Royal Enfield Bullet is the oldest motorcycle in the country which has succeeded well in maintaining its existence over a prolonged period of time. The bike was introduced firstly in 1948 and has been in continuous production since then. Based on an old-school cruiser motorcycle concept, it is the flagship model of the company and has gone through some minor changes time to time to stay competitive in the market.
Royal Enfield Bullet 500 is propelled by a 499cc, single cylinder, four-stroke, twinspark, air-cooled engine that generates a net power of 26.1bhp at 5,100rpm with a peak torque of 40.9Nm at 3,800rpm. The carbureted mill comes mated to a five-speed constant mesh gearbox and uses wet multiplate clutch assembly. The bike is equipped with 90/90 - 19 front and 120/80 - 18 rear tyres with elegant spoke wheels. The stopping power to them is provided a 280mm front disc and a 153mm rear drum brake. The suspension system consists of telescopic forks at the front and twin gas-charged shock absorbers at the rear.

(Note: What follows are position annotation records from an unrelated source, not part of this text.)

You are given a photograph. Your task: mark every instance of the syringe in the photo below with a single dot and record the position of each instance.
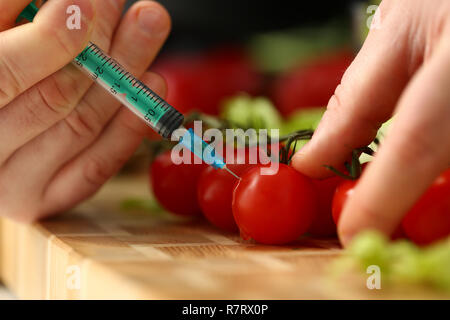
(135, 95)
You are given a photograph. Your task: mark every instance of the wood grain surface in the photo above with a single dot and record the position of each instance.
(98, 251)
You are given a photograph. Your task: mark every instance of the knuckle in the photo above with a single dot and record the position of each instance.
(11, 80)
(96, 171)
(54, 96)
(82, 125)
(413, 144)
(69, 46)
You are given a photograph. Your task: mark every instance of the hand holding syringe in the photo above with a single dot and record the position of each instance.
(61, 136)
(135, 95)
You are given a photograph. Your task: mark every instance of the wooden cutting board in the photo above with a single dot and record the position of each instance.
(98, 251)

The bike has been designed on a retro cruiser bike theme and the basic philosophy behind its styling has remained unchanged over the past few decades. The front section has a rounded headlamp with twin pilot lamps, which the company calls tiger eye lamps. The chrome headlight casing looks premium and blesses the bike with an appealing front. The fuel tank is neatly crafted which now comes with Royal Enfield badges on both sides and gives an upright riding position to the rider. The vintage style step up seat comes thickly cushioned and offers comfort to the rider and pillion. The rear end receives a small rounded tail lamp that completes the overall body profile quite impressively.
With body dimensions of 2,140mm x 810mm x 1,110mm (LxWxH) and a wheelbase of 1,370mm, the bike comes with an appealing and handsome personality. A minimum ground clearance of 135mm ensures good stability around the corners. Royal Enfield Bullet 500 receives a 13.5 liter fuel tank that offers a fair range after filling it up to the full. The instrumentation of the bike is done traditionally that displays speed, distance and fuel gauge in an analogue manner.